One reason you might keep an eye out for blockchain news is self interest. By staying alert to what’s going on in the world of cryptocurrency, you can better protect your own finances. A recent story concerning digital wallet company, Ledger, is a perfect example of how knowledge is power when it comes to protecting your Bitcoin or any other blockchain based cryptocurrency.
Hardware wallets are one of the safest means of storing cryptocurrency because USB cold storage devices help eliminate threats of hacking.
However, in order to send funds or issue a receiving address, a hardware wallet has to be plugged in to an internet-enabled device. This particular aspect of hardware wallets has resulted in a vulnerability effecting Ledger devices which researchers only just discovered this past week.

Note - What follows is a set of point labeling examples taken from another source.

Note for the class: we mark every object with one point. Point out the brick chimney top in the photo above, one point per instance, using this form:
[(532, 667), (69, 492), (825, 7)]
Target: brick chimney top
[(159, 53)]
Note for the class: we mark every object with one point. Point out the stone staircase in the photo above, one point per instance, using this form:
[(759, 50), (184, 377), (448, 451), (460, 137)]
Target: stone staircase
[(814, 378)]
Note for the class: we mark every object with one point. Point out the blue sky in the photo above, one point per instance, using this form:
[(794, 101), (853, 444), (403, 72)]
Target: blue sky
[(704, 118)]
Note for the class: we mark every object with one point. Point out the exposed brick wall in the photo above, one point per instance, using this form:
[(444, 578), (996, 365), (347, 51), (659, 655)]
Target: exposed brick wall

Ledger sold over one million devices just last year alone so the potential impact of a breach due to this particular vulnerability could be huge a blow for those who own cryptocurrency.
Thankfully, the weakness has not yet been exploited; in order to fix the problem, we must understand exactly how a cryptocurrency attack, dubbed the “man in the middle attack,” could play out.
Such an attack would leave the victim initially unaware. The severity of the now only theoretical attack is heightened by the fact that Ledger’s wallet software is stored in the AppData folder and it is, therefore, relatively easy for malware to modify the receiving address. “All the malware needs to do is replace one line of code…this can be achieved with less than 10 lines of python” stated researchers.
Ledger issued a tweet not only acknowledging the “man in the middle attack,” but, also noting what solution exists to protect Ledger users’ cryptocurrency.
There is already a means of verifying that the receiving address is correct, which the aforementioned report also corroborated.
This solution isn’t perfect, though, because it relies on the user remembering to follow this procedure for every single transaction. “A proper solution would be to [force] the user to validate the receive address before every receive transaction, just like the wallet [forces] the user to approve every send transaction” suggested the report.
Hopefully Ledger will follow Trezor’s example and implement a method which helps users to feel more secure storing and using cryptocurrency.
The strict validation system is already used by another hardware wallet company known as Trezor. Trezor mandates the use of 2FA simply to access the receiving address. While the “man in the middle attack” is only hypothetical right now, it would only take one real attack to possibly crash Bitcoin stocks and reduce trust in cryptocurrency in general.
Despite the somewhat shocking nature of this particular Bitcoin news story, keep in mind that hardware wallets are still significantly safer than using a centralized exchange. Nevertheless, cryptocurrency security will always depend on constant vigilance.